Улыбавшийся директор переменился в лице. Он глубоко затянулся и как-то глупо выдвинул нижнюю челюсть вперед, уподобившись капризному дитя. Слова мистера Мефиса его ошарашили, однако Антонио Д’Аскола повел головой и ухмыльнулся, скрыв конфузливость за привычной болтливостью.

— Нужные связи зачастую оборачиваются ненужными разочарованиями, — сказал он, стряхнув пепел с сигареты. — Потом вернете мне побитую, униженную артистку? Ну уж нет. Неудачи не забываются, мистер Мефис. Артисту нужна слава, признание, похвала. Без этого талант засыхает, будто цветок в засушливую пору. Даже маломальская критика губительна. Тем более Люси… Она слишком наивна для Парижа. Ее место в «La Stella».

Чарльз едва свел брови на переносице. Все эти торжественные метафоры и громкие слова, коими сыпал синьор Антонио, его порядком утомляли — красивая мишура, отвлекающая от сути дела.

— Именно поэтому я буду рядом.
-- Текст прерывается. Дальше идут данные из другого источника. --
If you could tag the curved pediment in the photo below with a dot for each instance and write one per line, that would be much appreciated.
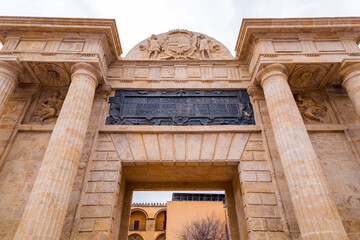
(179, 44)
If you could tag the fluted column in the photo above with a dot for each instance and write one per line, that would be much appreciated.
(351, 82)
(315, 211)
(45, 211)
(8, 81)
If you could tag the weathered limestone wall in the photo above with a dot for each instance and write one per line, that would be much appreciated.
(17, 178)
(262, 206)
(99, 199)
(23, 144)
(79, 179)
(336, 143)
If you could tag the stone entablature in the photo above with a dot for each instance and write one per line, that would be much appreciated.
(36, 42)
(300, 147)
(175, 74)
(301, 41)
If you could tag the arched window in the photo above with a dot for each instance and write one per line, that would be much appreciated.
(161, 237)
(137, 221)
(160, 221)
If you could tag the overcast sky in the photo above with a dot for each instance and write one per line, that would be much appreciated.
(138, 19)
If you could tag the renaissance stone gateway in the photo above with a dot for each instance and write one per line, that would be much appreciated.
(276, 127)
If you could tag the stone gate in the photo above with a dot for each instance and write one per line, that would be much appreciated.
(276, 127)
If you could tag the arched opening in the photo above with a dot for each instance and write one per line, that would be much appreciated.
(161, 237)
(160, 220)
(135, 237)
(137, 220)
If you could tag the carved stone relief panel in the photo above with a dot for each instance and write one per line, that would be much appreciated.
(179, 44)
(46, 108)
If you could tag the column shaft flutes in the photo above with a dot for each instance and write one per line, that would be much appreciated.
(315, 211)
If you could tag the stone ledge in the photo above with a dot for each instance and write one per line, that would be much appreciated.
(179, 129)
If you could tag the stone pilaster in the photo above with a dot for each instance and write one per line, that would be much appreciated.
(315, 211)
(45, 211)
(351, 82)
(8, 81)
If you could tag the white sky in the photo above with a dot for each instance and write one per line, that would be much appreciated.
(138, 19)
(220, 19)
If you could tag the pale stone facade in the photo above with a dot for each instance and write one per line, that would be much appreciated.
(293, 175)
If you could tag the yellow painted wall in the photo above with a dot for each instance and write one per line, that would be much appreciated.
(184, 212)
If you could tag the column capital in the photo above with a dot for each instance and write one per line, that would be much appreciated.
(87, 70)
(270, 70)
(254, 90)
(11, 70)
(349, 71)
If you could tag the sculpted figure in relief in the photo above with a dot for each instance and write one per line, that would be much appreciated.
(154, 47)
(204, 47)
(50, 107)
(311, 109)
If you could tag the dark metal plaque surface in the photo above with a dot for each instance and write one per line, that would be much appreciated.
(180, 107)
Я готов возместить вам все возможные издержки, связанные с уходом Люси из цирка, — вздохнул Чарльз, и директор презрительно фыркнул, напустив на себя самый оскорбленный вид. — Можете назвать любую сумму, хотя… Того, что я дал цирку, вполне достаточно, чтобы свести наши счеты, синьор Антонио.
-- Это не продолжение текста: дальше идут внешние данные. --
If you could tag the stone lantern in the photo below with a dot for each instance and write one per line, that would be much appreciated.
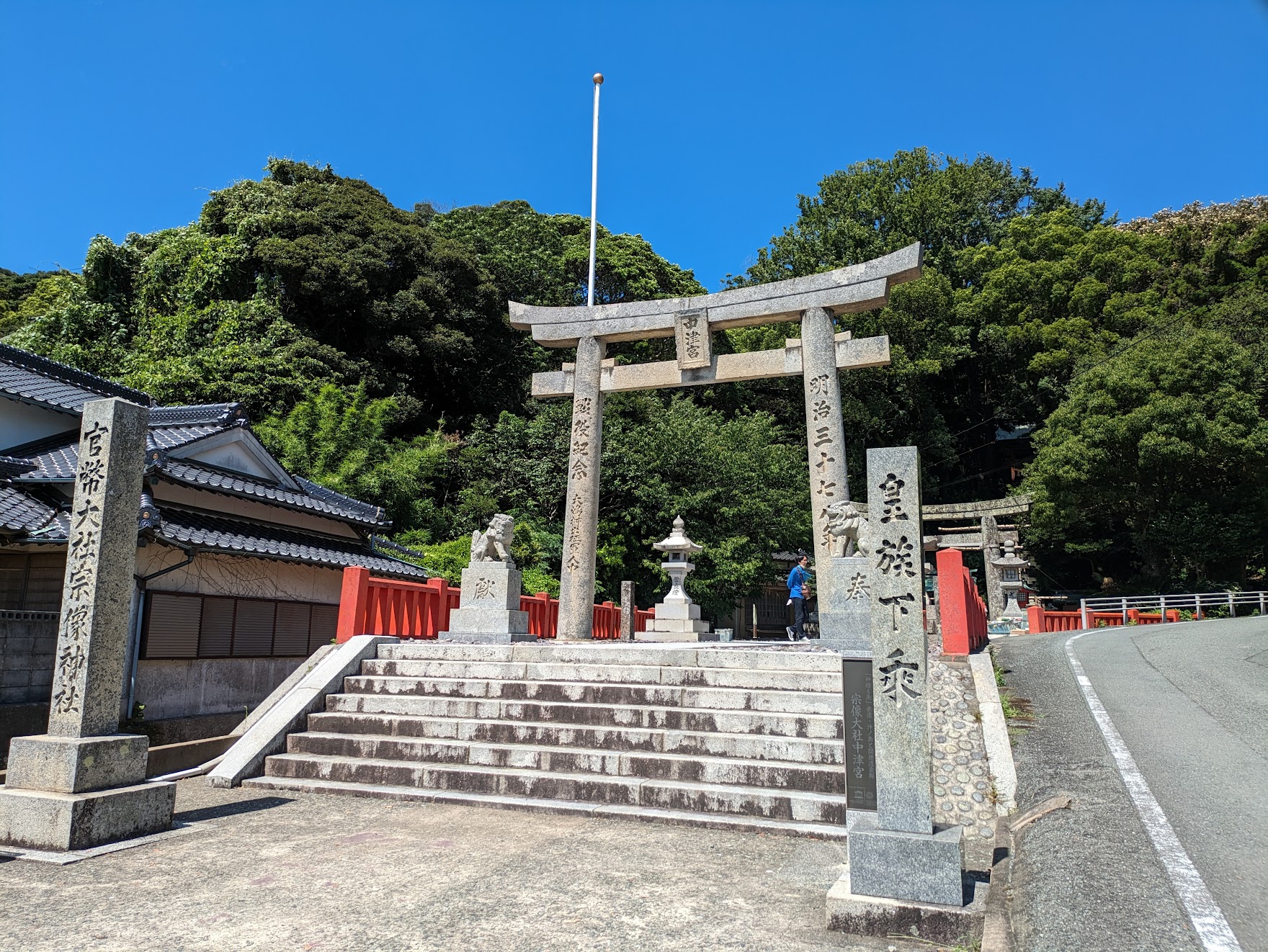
(1011, 567)
(677, 619)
— Мои артисты не продаются.

— Хм, неужели? — Чарльз не скрыл издевки в голосе. — Вы казались мне куда умнее. Если вы не хотите договориться по-хорошему, то Люси уйдет по своей воле. Я внес свое предложение из вежливости и уважения. Как делец дельцу.

— Не уйдет! — горячо поспорил синьор Антонио. — Мой цирк — это семья. Каждый из труппы дорожит «La Stella». Сколько бы вы не предложили… Люси — умная и честная девушка. Она не оставит свою семью ради каких-то сомнительных перспектив.

— Женщины покидают свои семьи, — заметил Чарльз Мефис.

— Ради законных мужей. Уж не собираетесь ли вы на ней жениться? — ехидно усмехнулся директор.

— В моем деле важна незапятнанная репутация, — сухо ответил ему мистер Мефис. «А брак с циркачкой — ненужное пятно» — угадал синьор Антонио очевидное, но не сказанное. — Я всегда добиваюсь, чего хочу, синьор Антонио.

— Вы — богатый человек, мистер Мефис, и думаете, как богатый человек. Вы считаете, что все в этой жизни можно купить, но это не так, — снова затяжка. Нервная, глубокая и едкая. Директор сплюнул в сторону. — Этот цирк — дом Люси. Здесь ее семья, дорогие ей люди. Она не променяет это на жизнь содержанки.

— Я не предлагаю ей жизнь содержанки. Я предлагаю ей жизнь великой артистки, достойной чего-то большего, чем бродячий цирк… С сомнительными перспективами, — добавил мистер Мефис. — Ей тесно здесь. Говоря вашими словами: плохая почва губительна для цветка точно так же, как засушливая пора.